BMW’s current crop of plug-in hybrids manage around 50 km (31 miles) of pure-electric driving on a single charge of their battery pack. If you really drive them gingerly, with a feather for a right foot, you can eek out up to 65 km (40 miles), but the lengths you have to go to in order to achieve that don’t make for practical daily driving.
But this could soon double, according to a recent report, so we could start to see them reach 100 km (62 miles) in the not too distant future.

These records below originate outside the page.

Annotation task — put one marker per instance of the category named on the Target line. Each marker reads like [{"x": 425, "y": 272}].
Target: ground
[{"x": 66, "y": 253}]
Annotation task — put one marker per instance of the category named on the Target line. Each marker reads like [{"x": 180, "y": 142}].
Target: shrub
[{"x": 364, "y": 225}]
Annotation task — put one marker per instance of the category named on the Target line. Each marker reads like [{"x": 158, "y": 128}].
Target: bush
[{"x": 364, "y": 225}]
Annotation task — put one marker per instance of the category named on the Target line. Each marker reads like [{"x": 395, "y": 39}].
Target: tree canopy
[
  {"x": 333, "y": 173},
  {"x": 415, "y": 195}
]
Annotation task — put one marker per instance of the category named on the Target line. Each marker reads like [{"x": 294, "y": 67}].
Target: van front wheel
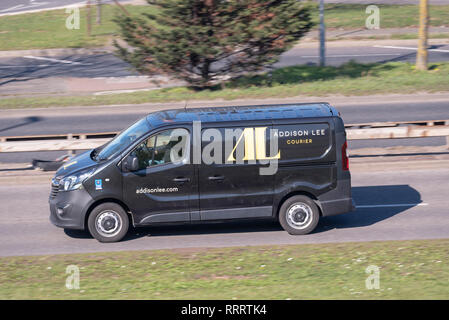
[
  {"x": 108, "y": 222},
  {"x": 299, "y": 215}
]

BMW Blog quotes BMW management board member Pieter Nota as saying
‘ We are of course continuing to develop the drive system and will offer up to 100 kilometres of electric range in the future, depending on the segment. By the end of this year, we will already have a total of 12 basic plug-in hybrid models available, including the new MINI Countryman and the BMW X2. ‘
He also pointed out that BMW’s market research suggests that there will be a rise in demand for such vehicles in the near future, so the manufacturer can’t but do its best to meet this expected popularity increase. Nota points to statistics that say
‘ Electrified vehicles will account for between 15 and 25% of BMW’s global sales before 2025. In Europe, it will probably already be a quarter by 2021, a third by 2025 and half by 2030. ‘
What Nota didn’t say is which new PHEV model was going to have this extended range and when it will be launched. What’s clear, though, is that a larger capacity battery pack will be needed to achieve it.
BMW’s smaller plug-in hybrids have a 12 kWh battery pack whose usable capacity is 10.4 kWh. The brand’s larger plug-in models, like the recently launched X5 45e, have a much bigger 24 kWh pack (with 21.6 kWh usable capacity); this model has a claimed electric range of up to 87 km (54 miles).
So maybe fitting this larger battery pack, which in the X5 is paired to a six-cylinder gasoline engine, to the company’s smaller models that run four-cylinder engines could achieve this 100 km (62-mile) range.